As I was editing Cris and Skip's video about deprogramming, I got to thinking about a conversation we had here a couple of years ago. A POCA comrade who now runs a very successful clinic said on the forums that the most essential thing the CA movement gave him was permission: permission to do acupuncture the way he always wanted to do it anyway — simply, inexpensively, unpretentiously, efficiently. And a bunch of other folks chimed in and said, yes, that's true for me too, this is exactly what I wanted, but my acupuncture school and/or other acupuncturists had convinced me that I couldn't/shouldn't/better not, because BAD THINGS WOULD HAPPEN IF I DID.
This didn't just happen individually, it happened collectively. Before POCA, CAN would regularly get scolded for our recklessness. I thought it might be instructive to make a list of all the bad things that didn't happen that we were warned about, things that we might have reasonably expect to have happened, now that 750,000+ treatments per year are going on, and you know, the odds increase. I'll just speak from WCA's 11+ years of experience, and our 200,000+ plus treatments.
1) We were told that we couldn't just treat back pain if people said they had back pain, because despite back pain being one of the most common complaints around, it MIGHT actually be bone cancer. And if it WAS bone cancer ,and we failed to detect it by requesting all their past X-rays and medical records, they would sue us. We've now treated tens of thousands of people for back pain, and nobody has sued us.
2) We were told that if we didn't spend an hour talking to every patient, asking them the 10 questions and giving them a TCM differential diagnosis, we would regularly miss terrible underlying illnesses and/or “drive their energetic imbalances deeper” and, you guessed it, the patients would all sue us. See above: nobody has sued us. Also, nobody seems to have suffered from a missing differential diagnosis.
3) We were told that if we didn't wear white coats and hang our diplomas on the walls and speak only in medical terminology, no Western medical professionals would ever respect us or give us referrals. We wear t-shirts to work, our diplomas are nowhere to be seen, we talk like normal human beings and yet we are up to our ears in referrals from MDs and NPs and PAs we have never even met. Some of those Western medical professionals refer a LOT of their patients to us, so they must think we're OK.
4) We were told that people would be appalled and disgusted by our shabby recliners and our militant logo and nobody would want to get acupuncture from us. We're pretty consistently providing between 850 — 900 treatments per week, so apparently not everybody's disgusted.

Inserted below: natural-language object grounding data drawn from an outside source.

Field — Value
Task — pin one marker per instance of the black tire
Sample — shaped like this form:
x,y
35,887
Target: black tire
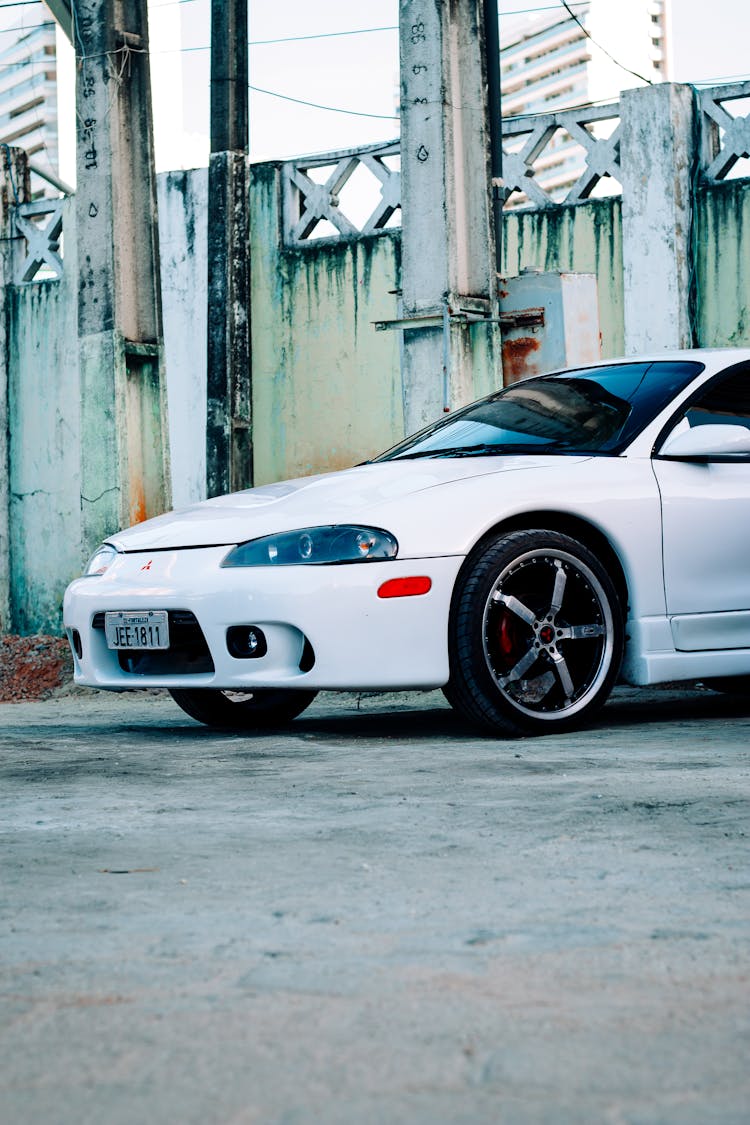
x,y
730,685
243,710
535,635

5) We were told that the long arm of the law would get us, and we'd be paying thousands of dollars in HIPAA violations. We haven't had a single complaint, but more importantly, unless HIPAA changes their definition of what a “covered transaction” is, we're not even covered entities under the law. Upon closer inspection, that particular arm isn't nearly as long as they claimed it was.
Those are all things that didn't happen. What did happen was that a lot of people of ordinary incomes got acupuncture. Most of them felt better; most of them were very grateful, appreciative, and enthusiastic; also, a bunch of punks were able to make a living doing acupuncture.

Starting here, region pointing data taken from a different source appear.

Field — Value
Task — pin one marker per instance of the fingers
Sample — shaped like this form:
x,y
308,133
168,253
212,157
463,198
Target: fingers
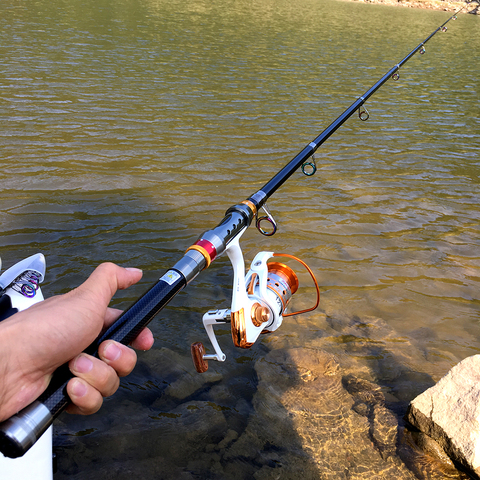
x,y
98,377
144,340
104,281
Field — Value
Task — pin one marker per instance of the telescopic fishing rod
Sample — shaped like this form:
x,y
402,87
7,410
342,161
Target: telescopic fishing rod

This makes me wonder about will happen as we continue to deprogram ourselves and, inevitably, large swaths of the public. It's hard to escape the conclusion that the people who tried to scare us away from doing community acupuncture really had no idea at all about how acupuncture works — never mind that they were acupuncturists. What happens when it becomes clear to a lot of people that the most valuable effects of acupuncture are general, rather than specific, and so do not require time-consuming diagnostic methods, either Western or Asian? What happens when it becomes clear that simple meridian therapies and point protocols are perfectly adequate for what ails hundreds of thousands of people?
We were told that the keys to success are reverent study of the masters (pick your master; the list keeps changing, I can't keep up) and/or careful cultivation of our professional image, the more MD-like the better. One thing that happened was that we found out that a lot of us who don't do those things are much busier and more successful than a lot of acupuncturists who do. Another thing that happened was that we learned that the real keys to success are prosaic virtues and practices like hard work, good systems and good communication. (Shameless plug for this month's POCA Tv programming! If you watch this first video in the series on situational punking, you'll see what I mean by good systems and good communication. Now why didn't we learn these things in school?) Maybe one of the best things that happened was that we learned that when you make acupuncture affordable to as many people as possible, you attract delightful, devoted, generous, savvy and talented patients; a kind of success that nobody ever told us we could have. Probably because they didn't know that kind of success existed. But now we know. We know a lot of things that we can't un-know. What's going to happen when lots of other people know them too?